Nick Cave est au bout du rouleau. Les ambiances ténébreuses de son précédent album n'étaient que peu éloignées d'un quotidien méprisable composé d'alcool et de dope. Au lieu de poursuivre sa course accélérée en direction du mur, notre rockeur australien a un réflexe de survie : cure de désintoxication et départ pour le pays de sa nouvelle fiancée : le Brésil ! C'est entre Sao Paulo et Berlin que Nick Cave et ses Mauvaises Graines (sans Roland Wolf qui co-signe pourtant une chanson) ont décidé d'enregistrer l'album ''The Good Son'', qui a pris de court les trois-quarts de ses fans.
Le Brésil a de toute évidence permis à Nick Cave de retrouver foi en lui, comme le prouve ce 'Foi Na Cruz'. Débutant sur un air de guitare acoustique, le refrain en portugais surgit et apporte d'entrée une émotion poignante à travers une métaphore un peu sentencieuse (les rachats de nos péchés par le Christ). Cet album va permettre au groupe d'aligner des hymnes fédérateurs où le piano de Nick Cave et le vibraphone de Mick Harvey occupent chacun une place centrale.
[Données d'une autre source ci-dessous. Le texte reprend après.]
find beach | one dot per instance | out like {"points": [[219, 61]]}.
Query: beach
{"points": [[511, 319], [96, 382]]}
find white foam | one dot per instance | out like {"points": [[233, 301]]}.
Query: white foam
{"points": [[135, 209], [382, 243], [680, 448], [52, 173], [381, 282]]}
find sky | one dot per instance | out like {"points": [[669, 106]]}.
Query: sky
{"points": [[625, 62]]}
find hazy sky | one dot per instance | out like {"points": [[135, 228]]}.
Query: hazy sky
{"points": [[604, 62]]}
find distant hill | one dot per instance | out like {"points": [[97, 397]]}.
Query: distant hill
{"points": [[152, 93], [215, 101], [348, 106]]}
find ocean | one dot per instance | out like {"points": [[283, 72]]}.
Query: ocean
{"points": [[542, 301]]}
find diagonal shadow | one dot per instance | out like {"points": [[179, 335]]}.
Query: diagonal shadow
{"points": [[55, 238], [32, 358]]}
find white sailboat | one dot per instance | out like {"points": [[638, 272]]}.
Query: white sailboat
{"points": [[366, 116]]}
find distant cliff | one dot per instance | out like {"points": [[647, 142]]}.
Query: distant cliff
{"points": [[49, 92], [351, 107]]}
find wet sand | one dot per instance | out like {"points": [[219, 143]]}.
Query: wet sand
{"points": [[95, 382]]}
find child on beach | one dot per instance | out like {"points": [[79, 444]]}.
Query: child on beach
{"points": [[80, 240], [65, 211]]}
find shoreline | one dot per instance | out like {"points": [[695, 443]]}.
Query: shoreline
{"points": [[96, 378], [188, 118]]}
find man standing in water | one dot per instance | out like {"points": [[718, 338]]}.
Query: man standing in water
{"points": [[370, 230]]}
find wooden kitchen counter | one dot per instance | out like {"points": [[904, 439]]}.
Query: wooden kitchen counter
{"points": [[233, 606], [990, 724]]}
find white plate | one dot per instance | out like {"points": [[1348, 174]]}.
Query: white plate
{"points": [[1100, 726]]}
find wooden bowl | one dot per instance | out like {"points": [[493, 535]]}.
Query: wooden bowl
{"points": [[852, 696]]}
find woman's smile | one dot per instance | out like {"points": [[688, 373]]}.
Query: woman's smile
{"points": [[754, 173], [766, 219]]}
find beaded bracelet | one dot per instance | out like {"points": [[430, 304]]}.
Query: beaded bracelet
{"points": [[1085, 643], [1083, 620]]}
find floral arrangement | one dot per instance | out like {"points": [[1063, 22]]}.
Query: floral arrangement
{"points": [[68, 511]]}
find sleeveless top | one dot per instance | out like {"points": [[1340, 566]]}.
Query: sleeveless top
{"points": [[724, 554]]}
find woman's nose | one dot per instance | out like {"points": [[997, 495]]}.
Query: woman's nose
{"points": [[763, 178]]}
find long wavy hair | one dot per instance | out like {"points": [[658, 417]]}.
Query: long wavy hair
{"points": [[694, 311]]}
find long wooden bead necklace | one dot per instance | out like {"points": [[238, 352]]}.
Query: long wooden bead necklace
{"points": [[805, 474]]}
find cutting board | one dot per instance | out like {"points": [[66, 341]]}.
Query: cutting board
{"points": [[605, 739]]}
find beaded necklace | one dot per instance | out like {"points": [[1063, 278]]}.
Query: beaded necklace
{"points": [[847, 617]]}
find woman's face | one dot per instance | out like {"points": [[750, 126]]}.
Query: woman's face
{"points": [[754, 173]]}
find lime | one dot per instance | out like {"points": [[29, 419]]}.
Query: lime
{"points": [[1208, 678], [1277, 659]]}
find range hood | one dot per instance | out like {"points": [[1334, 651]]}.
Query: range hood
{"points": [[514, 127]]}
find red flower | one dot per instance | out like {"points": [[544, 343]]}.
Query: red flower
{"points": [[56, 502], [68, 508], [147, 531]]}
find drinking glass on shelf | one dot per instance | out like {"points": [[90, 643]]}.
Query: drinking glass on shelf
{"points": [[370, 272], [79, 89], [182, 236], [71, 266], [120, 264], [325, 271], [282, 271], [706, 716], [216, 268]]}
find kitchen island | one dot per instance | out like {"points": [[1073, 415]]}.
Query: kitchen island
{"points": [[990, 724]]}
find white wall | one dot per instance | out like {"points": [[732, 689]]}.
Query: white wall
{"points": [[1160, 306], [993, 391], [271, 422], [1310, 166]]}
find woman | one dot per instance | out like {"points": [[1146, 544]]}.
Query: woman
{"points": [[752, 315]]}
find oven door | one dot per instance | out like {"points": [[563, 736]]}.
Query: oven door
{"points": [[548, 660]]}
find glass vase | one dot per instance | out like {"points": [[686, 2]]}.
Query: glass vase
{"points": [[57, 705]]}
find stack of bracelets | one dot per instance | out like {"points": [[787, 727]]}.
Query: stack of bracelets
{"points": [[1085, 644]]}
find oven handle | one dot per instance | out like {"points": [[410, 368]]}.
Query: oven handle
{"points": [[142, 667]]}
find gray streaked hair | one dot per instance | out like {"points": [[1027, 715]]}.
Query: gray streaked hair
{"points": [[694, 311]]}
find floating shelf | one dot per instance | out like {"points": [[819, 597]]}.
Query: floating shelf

Les paroles sont plus directes, comme si après la destruction, une fondation solide devait être reconstituée. L'agréable ballade 'The Ship Song' constitue une synthèse parfaite d'où émerge un refrain sincère sur l'amour. Le dosage entre catharsis et lyrisme sous l'assise d'un vibraphone font de 'The Hammer Song' le sommet de l'œuvre tandis que 'The Good Son' pèche en tombant dans la redite.
Si l'on écarte la rythmée négro-spiritual 'The Witness Song' un peu trop énergique, la plupart des chansons ont été écrites à l'encre de la mélancolie. 'The Weeping Song', duo entre la voix rocailleuse de Blixa Bargeld et celle plus implorante de Nick Cave se construit en questions-réponses entre un père et son fils (la formule est presque reprise sur 'Sorrow's Child', mais cette fois le guitariste se contente du refrain). 'Lament' vous fera monter les larmes tandis que 'Lucy' qui rappelle le Lou Reed de ''Berlin'' permet de clore l'album sur une grande bouffée d'air pur après l'averse.
A l'écoute de cet album, on peut se rassurer sur la santé mentale de notre crooner australien. Paradoxalement, les fans lui en voudront de ne plus être angoissé (comme s'il fallait se mettre dans des états pitoyables pour accoucher de productions douloureuses). Quoi qu'il en soit, Nick Cave And The Bad Seeds se sont surpassés en ajoutant au désespoir de ''Tender Prey'' une œuvre certes triste mais lumineuse et apaisée. Le bon fils s'est fait pardonner.